Un giocatore della Roma che prenderesti subito?
"Mi viene in mente Dzeko, che sembrava dovesse venire al Milan: Galliani lo seguiva da tempi immemore, un po’ come Ibrahimovic, che però è arrivato solo dopo passaggi in altre squadre. Oggi come oggi il Milan ha ben altri problemi. Purtroppo la proprietà non capisce che la strada è sbagliata, perché hanno rinnegato sé stessi e la storica filosofia dei prodotto del proprio vivaio, interrotta dopo la cessione di Thiago Silva e Ibrahimovic e solo parzialmente ripresa poco tempo fa.
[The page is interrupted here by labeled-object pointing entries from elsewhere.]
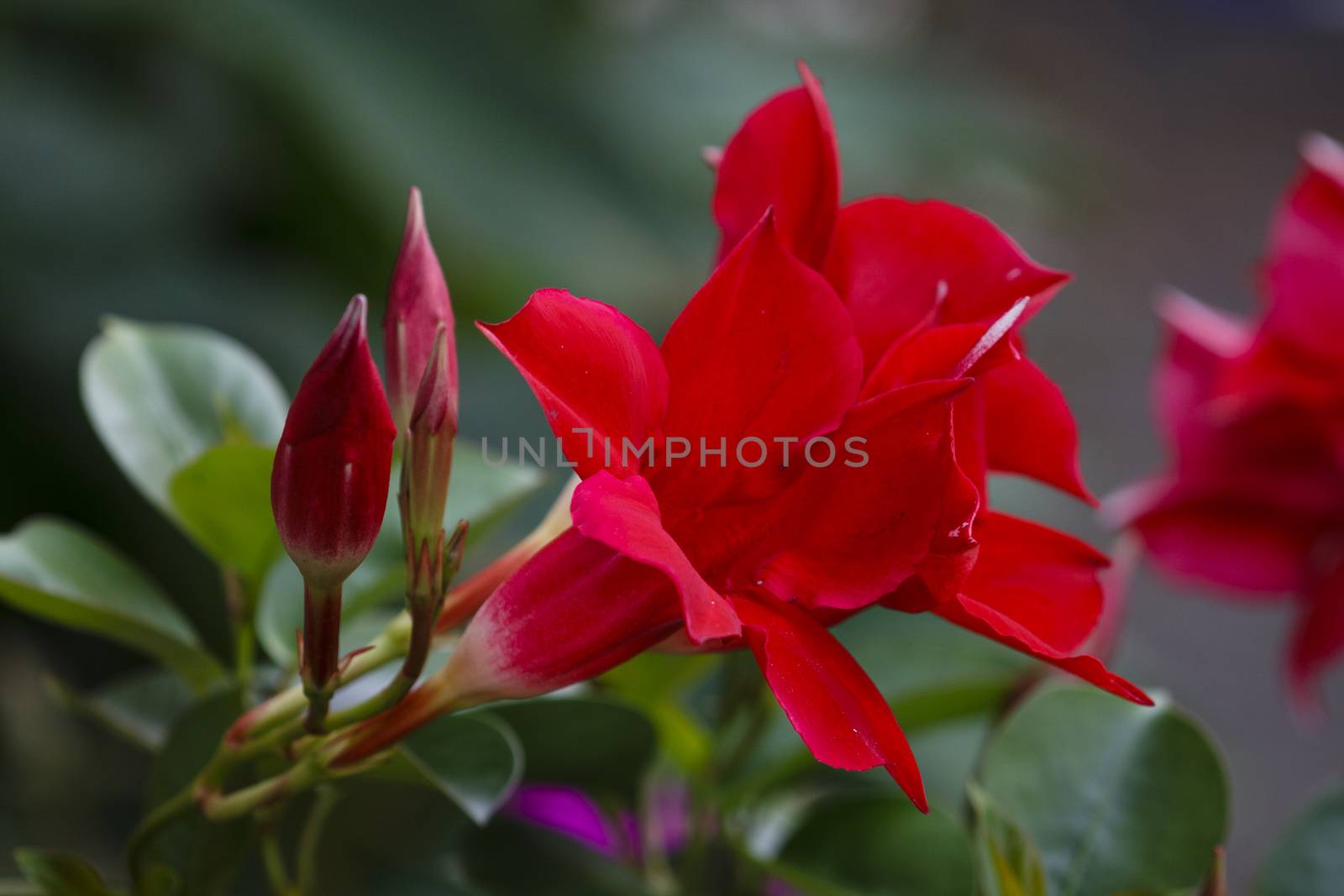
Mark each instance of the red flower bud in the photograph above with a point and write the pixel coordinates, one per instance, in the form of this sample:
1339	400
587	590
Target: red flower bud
328	488
417	305
429	450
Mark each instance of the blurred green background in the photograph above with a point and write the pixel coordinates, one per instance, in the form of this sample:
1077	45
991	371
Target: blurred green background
244	165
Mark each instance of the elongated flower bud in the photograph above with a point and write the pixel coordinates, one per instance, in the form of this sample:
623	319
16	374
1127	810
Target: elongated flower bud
328	486
429	449
417	307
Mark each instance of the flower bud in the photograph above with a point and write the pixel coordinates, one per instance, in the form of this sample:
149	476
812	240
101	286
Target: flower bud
328	488
417	307
429	448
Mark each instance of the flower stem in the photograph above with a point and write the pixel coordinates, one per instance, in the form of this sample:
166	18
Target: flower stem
423	634
148	831
322	652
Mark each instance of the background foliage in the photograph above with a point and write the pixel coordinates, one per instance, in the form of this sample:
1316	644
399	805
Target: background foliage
244	167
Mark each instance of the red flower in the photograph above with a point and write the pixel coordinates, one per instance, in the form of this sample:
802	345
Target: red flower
417	307
848	322
1254	414
936	291
328	488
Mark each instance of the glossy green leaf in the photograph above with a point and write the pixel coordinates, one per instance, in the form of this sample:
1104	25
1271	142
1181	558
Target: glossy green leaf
880	846
598	746
514	859
60	873
60	573
476	761
1008	862
222	499
160	396
1116	797
139	707
1310	857
479	493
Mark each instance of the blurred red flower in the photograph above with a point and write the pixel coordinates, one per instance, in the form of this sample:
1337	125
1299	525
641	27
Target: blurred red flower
1254	417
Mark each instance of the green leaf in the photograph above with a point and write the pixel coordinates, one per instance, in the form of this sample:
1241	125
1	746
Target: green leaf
1116	797
160	396
60	573
1008	862
655	683
60	873
476	761
514	859
880	846
480	493
138	707
484	493
1310	857
598	746
223	501
206	855
160	880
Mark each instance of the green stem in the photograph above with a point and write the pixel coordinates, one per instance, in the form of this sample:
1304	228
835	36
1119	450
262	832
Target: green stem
423	616
275	864
289	705
219	806
150	828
Così non si potrà andare molto lontano: la società ha idee bizzarre in tema di gestione della squadra e poi, purtroppo, i tifosi se la prendono con Boban o Gattuso ma bisogna saper distinguere tra chi decide e chi esegue". 
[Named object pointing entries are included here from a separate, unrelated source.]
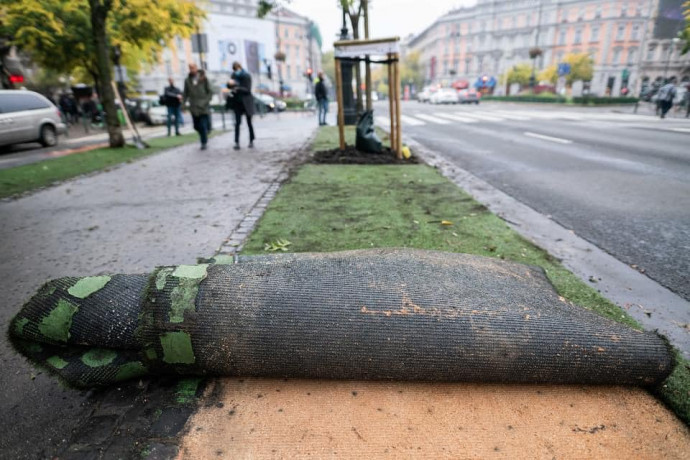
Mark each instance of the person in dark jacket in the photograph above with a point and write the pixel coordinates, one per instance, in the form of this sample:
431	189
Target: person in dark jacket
321	94
197	91
172	97
242	101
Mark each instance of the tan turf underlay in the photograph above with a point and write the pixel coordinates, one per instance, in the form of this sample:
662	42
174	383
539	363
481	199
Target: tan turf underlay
263	418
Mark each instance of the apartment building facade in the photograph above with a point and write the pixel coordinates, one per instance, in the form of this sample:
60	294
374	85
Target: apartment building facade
232	32
494	35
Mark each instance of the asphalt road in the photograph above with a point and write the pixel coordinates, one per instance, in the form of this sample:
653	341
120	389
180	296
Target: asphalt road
32	152
620	181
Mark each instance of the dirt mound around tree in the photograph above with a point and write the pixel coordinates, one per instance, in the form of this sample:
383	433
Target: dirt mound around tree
352	156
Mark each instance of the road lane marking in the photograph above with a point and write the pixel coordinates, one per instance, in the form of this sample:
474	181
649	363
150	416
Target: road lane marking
411	121
547	138
429	118
481	116
454	117
509	115
385	121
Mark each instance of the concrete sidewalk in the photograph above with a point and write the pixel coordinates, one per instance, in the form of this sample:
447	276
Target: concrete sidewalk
171	208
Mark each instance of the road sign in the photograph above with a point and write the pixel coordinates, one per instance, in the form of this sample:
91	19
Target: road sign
563	69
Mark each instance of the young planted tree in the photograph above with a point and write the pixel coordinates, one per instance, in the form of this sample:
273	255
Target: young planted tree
77	36
581	69
354	9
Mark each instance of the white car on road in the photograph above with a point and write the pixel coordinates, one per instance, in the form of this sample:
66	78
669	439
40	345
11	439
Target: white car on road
445	96
26	116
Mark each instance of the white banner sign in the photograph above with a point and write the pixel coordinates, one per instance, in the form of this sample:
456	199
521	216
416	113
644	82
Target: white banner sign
366	49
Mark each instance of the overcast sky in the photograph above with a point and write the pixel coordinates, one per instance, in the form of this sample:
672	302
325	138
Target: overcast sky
387	18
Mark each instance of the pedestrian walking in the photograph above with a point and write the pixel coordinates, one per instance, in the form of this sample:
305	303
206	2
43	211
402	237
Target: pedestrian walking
242	101
197	93
321	94
172	99
665	99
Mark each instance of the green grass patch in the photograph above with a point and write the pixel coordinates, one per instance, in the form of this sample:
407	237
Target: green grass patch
328	208
22	179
Il tuo podio dei numeri 10 italiani?
"Direi Totti, Baggio e Rivera, anche se devo escluderne tantissimi altri, come Del Piero. E poi c’è il discorso delle bandiere, che sono fondamentali per il calcio, anche se purtroppo questa cosa sta passando in secondo piano e per me è un male assoluto. Le bandiere sono esempi da seguire per fedeltà e attaccamento a una maglia, anche se spesso non si tratta di giocatori autoctoni: penso a Giacomo Losi, che non era romano ma era romano a tutti gli effetti. Non mi piace come vedo trattate le bandiere dalle società, ma spesso anche dai nuovi tifosi, che dovrebbero conoscere e rispettare chi ha fatto la storia delle proprie squadre. Ciclicamente purtroppo succedono cose spiacevoli, come all’addio del calcio di Maldini, anche se fortunatamente non è successo con Totti, che mi ha fatto piangere al suo addio. Però Totti ha fatto bene a rimanere a Roma, nonostante la corte di Berlusconi. Chi ha l’opportunità di diventare una bandiera, come Donnarumma, dovrebbe farlo. Il Milan non dovrebbe mai venderlo, per nessuna cifra, e poi oggi non ha prezzo, per un calciatore giovane, diventare la bandiera di un club, perché è anche un investimento per il futuro. Mi è dispiaciuto molto anche per De Rossi, ad esempio, perché penso che nel suo caso sia stata una follia". 


Chiudiamo con una curiosità: un film sul calcio che ti piace?
"Il calcio è difficile da riprodurre fedelmente sullo schermo. Comunque ne cito due: Fuga per la vittoria, film straniero che ho amato tantissimo, in cui il calcio era solo una piccola parte di una storia più ampia, e poi mi permetto di citare Ultimo minuto di Pupi Avati, in cui mio padre interpretava un manager costretto a gestire malvolentieri il cambiamento di un calcio in rapida evoluzione, spesso anche negativa. Di calcio se ne vedeva poco, ma si vedeva la vita di una squadra di bassa classifica e tutto ciò che vi ruota attorno. È uno dei tanti film importanti ma troppo poco citati e passati in televisione".